-
Fox, CBS File Indecency Challenges, ABC Passes
November 22, 2006 at 12:37 PM (PT)
What do you think? Add your comment below. -
FOX and CBS filed their briefs challenging the FCC's indecency rulings in court WEDNESDAY following ABC's decision not to participate.
ABC informed the SECOND CIRCUIT COURT OF APPEALS in a letter filed TUESDAY that it would not file a brief or offer an oral argument in the indecency appeal pending at the court. The network said that due to the remand of the case against it (over "NYPD BLUE") and vacation of the Commission's previous rulings, it will not continue with its court case pending final resolution.
FOX's filing with the court called the indecency rule "unconstitutionally vague" and the crackdown on fleeting uses of the "F-word" and "S-word" arbitrary, and ripped the FCC's action as a "radical reinterpretation and expansion of its authority to punish severely what it deems to be 'indecent' speech." It also criticized the Commission's insistence that the networks' own self-restraint supports its definition of "contemporary community standards," arguing that the network's own internal standards that "establish a buffer between what they will broadcast and what is illegally indecent does not mean the FCC can occupy that buffer zone and proclaim it to be the limits of contemporary community standards."

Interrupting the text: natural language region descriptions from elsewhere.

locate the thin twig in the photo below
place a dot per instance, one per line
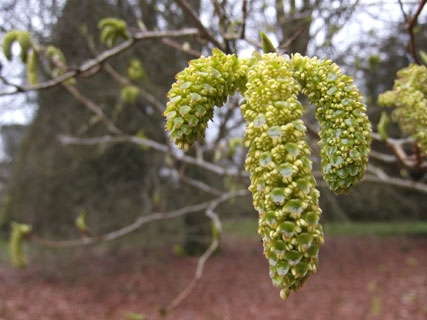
(244, 16)
(410, 24)
(139, 222)
(94, 63)
(156, 146)
(92, 107)
(199, 184)
(180, 47)
(208, 253)
(187, 9)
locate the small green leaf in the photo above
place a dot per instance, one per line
(267, 46)
(382, 125)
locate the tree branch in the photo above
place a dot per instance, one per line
(208, 253)
(156, 146)
(187, 9)
(139, 222)
(93, 63)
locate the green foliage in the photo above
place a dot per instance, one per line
(344, 126)
(423, 57)
(409, 96)
(129, 94)
(111, 30)
(382, 125)
(81, 222)
(283, 187)
(136, 72)
(24, 40)
(267, 46)
(32, 68)
(205, 83)
(19, 231)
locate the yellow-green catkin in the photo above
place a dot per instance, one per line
(409, 96)
(129, 94)
(32, 68)
(282, 185)
(344, 126)
(111, 29)
(205, 83)
(19, 231)
(24, 40)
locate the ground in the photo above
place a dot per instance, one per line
(358, 278)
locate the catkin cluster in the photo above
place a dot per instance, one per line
(19, 231)
(206, 83)
(409, 95)
(344, 126)
(283, 187)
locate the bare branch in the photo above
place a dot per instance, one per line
(139, 222)
(413, 163)
(187, 9)
(156, 146)
(180, 47)
(200, 185)
(244, 16)
(208, 253)
(410, 24)
(94, 63)
(92, 107)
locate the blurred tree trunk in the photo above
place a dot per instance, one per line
(51, 183)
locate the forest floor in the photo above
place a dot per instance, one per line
(358, 278)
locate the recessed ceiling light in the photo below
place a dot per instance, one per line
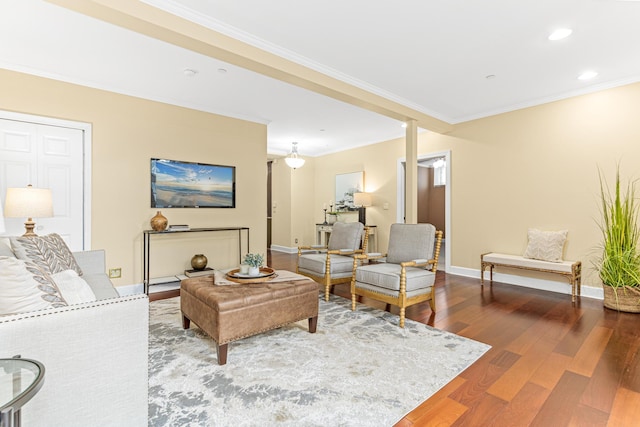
(587, 75)
(560, 34)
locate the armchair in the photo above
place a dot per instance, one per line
(407, 276)
(333, 264)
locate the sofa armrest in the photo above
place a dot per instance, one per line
(96, 361)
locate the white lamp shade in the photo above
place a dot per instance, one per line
(362, 199)
(28, 202)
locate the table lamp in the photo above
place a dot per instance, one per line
(362, 200)
(28, 202)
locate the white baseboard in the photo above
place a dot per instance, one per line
(558, 286)
(134, 289)
(286, 249)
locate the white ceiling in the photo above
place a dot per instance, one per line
(434, 56)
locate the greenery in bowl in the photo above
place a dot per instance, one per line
(254, 260)
(619, 265)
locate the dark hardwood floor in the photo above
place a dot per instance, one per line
(552, 363)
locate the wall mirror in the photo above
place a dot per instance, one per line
(346, 185)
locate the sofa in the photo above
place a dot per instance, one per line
(95, 353)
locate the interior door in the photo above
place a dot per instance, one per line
(46, 157)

CBS's filing also criticized the FCC's "national community standard" establishment without use of outside evidence to support it, and noted that the Commission's use of "contextual analysis" leaves the FCC with "unbridled discretion to punish protected expression."
In a statement issued WEDNESDAY, FCC spokesman DAVID FISKE said, "By continuing to argue that it is OK to say the F-word and the S-word on television whenever it wants, HOLLYWOOD is demonstrating once again how out of touch it is with the American people. We believe there should be some limits on what can be shown on television when children are likely to be watching."